Quag Keep Quag Keep by Andre Norton
My rating: 1 of 5 stars

So, back in my much younger days I was part of a subculture that got into a game called Dungeons & Dragons. You might have heard of it. Well, back then I was aware of some novels that were based on the game and published by TSR, the company that put out the game books and all the other stuff. I read some of them, and I enjoyed the hell out of them.

So now I find that the very first novel written about the Greyhawk campaign world was actually penned by a Science Fiction Grand Master.

Yeah, I was all in. I jumped in, with plenty of 70s and 80s music in the background (RIP Prince), and was ready to go....

And then...after. I feel like I've been walking through the Sea of Dust because seasonal allergies are a bitch and my mind kept wandering to anything but this book.

Except...when I made myself read it. I was all 'huh?' much of the way. It started out kinda cool, with these mysterious dice built into bracelets that our heroes couldn't remove. And they were tied together to do some quest that they would never in a million years done otherwise, much less with each other. I mean, there's a Lizard Man in their party!

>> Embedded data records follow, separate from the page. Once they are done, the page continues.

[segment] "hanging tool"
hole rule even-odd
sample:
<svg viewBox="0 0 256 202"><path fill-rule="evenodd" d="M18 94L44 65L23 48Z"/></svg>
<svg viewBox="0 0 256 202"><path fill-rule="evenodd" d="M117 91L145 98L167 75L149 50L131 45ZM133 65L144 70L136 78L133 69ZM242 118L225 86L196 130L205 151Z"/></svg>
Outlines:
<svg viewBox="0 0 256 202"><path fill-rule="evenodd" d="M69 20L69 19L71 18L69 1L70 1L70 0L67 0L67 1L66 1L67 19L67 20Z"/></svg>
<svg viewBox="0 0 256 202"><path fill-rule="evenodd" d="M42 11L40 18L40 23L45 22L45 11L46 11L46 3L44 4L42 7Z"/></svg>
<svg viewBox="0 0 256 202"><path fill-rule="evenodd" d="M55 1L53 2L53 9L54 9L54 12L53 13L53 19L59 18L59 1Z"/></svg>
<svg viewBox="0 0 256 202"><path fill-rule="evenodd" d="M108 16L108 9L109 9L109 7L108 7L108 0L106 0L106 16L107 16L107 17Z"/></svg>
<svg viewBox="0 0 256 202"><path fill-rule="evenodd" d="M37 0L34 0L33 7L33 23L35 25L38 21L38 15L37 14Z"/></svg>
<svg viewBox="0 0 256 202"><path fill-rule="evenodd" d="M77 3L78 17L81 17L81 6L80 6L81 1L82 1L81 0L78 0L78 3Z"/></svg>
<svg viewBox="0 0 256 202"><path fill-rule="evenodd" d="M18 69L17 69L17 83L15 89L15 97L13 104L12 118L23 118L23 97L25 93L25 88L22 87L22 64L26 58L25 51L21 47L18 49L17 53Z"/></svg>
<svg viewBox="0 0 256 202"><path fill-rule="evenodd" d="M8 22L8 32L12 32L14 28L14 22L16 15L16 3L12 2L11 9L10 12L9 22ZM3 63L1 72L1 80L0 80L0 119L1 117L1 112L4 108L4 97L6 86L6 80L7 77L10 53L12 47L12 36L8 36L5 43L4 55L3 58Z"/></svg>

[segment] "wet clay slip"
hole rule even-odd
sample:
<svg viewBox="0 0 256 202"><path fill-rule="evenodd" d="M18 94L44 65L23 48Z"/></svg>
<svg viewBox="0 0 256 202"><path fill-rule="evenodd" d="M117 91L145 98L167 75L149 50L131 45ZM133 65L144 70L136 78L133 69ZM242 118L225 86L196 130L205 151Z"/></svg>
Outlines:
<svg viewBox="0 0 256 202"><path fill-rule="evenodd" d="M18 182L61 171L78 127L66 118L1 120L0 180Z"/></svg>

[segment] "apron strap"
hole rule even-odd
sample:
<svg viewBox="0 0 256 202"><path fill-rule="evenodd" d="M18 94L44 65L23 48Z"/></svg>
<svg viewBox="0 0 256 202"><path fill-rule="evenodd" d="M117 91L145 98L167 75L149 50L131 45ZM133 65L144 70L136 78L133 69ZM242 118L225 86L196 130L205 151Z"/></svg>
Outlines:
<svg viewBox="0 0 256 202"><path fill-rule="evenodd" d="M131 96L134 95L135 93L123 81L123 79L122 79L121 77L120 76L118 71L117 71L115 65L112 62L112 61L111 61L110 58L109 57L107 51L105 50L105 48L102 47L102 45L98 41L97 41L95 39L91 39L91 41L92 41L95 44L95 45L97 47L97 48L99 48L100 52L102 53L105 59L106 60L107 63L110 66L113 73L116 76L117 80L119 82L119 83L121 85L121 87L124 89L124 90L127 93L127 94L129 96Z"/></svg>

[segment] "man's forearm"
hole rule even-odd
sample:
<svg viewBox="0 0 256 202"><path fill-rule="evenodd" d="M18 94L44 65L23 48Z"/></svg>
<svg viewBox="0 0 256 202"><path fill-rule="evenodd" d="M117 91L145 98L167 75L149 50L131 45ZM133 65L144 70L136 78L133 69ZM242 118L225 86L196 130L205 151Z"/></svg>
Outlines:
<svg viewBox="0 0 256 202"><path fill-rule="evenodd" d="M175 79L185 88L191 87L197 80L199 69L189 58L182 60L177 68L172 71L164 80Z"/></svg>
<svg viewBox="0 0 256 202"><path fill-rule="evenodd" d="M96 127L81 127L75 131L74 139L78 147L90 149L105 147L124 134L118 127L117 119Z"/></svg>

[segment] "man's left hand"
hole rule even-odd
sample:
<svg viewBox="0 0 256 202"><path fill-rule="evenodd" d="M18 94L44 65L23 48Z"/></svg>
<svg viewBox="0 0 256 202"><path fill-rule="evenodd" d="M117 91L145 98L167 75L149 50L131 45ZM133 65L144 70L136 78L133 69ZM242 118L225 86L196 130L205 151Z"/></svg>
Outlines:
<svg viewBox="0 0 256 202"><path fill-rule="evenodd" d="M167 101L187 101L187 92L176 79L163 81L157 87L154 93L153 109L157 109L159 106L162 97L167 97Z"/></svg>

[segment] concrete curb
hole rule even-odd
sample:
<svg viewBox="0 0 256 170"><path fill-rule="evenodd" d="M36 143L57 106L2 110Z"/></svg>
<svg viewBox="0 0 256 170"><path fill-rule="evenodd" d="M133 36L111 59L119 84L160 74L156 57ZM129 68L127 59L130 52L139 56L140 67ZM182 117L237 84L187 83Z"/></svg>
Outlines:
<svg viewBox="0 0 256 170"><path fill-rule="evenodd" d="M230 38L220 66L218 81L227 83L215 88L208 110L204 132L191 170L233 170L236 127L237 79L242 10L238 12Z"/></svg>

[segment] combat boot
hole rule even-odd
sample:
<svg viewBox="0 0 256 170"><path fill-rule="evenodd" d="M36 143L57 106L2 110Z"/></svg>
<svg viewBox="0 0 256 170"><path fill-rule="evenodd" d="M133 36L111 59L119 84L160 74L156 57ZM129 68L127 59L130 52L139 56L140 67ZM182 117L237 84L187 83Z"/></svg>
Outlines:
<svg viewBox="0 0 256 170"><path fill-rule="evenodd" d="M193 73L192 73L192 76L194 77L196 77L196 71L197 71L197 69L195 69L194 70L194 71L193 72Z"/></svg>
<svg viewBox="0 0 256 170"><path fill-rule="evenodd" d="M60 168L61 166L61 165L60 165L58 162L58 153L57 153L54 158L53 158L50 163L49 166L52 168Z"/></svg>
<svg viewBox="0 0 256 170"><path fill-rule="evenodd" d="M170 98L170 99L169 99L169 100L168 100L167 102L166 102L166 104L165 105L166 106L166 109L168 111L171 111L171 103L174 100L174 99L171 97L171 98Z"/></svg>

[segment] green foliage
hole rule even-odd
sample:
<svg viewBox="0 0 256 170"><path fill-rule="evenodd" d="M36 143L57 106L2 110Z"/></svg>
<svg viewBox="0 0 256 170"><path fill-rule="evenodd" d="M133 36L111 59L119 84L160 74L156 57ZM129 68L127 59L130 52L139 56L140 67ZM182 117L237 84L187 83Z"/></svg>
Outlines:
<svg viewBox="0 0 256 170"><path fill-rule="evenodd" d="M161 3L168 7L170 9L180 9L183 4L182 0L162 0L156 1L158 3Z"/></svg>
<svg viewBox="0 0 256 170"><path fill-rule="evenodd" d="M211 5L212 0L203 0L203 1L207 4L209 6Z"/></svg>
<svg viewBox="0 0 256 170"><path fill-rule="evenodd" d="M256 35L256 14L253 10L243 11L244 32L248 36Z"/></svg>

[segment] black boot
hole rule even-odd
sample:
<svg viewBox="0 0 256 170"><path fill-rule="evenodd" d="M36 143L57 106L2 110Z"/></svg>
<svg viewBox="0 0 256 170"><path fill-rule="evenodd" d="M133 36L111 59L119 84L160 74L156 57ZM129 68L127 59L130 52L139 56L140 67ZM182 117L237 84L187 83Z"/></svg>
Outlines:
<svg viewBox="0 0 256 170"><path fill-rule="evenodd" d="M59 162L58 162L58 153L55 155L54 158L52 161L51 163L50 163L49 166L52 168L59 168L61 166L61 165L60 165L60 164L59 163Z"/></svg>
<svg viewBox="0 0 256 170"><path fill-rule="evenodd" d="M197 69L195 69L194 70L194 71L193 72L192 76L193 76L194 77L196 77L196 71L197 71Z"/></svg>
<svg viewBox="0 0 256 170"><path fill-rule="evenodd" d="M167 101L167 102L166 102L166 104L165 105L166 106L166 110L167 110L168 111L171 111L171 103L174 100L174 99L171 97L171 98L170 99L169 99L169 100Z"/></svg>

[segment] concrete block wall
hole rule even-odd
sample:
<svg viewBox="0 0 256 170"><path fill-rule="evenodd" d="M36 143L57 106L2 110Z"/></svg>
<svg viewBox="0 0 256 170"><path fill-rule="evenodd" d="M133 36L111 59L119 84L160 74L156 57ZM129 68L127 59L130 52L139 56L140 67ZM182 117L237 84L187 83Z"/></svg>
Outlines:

"You can't trust the scaled ones! I told you!!"
"What about your pet pseudo dragon?"
"It's not a pet! She's my friend!!"

Well, I did play D&D as I said. It did seem that there was always one asshole in the bunch. It was like a rule. Berserking super tall and super strong killer fighter dude that can turn into a big ass boar at will (and back again) and has a pet familiar that has about all the powers he doesn't, effectively giving him the ability to do anything...

...except fucking think.

So I gave Norton a pass on the superbarbarian-racist-wereboar-douchebag. Every party had one.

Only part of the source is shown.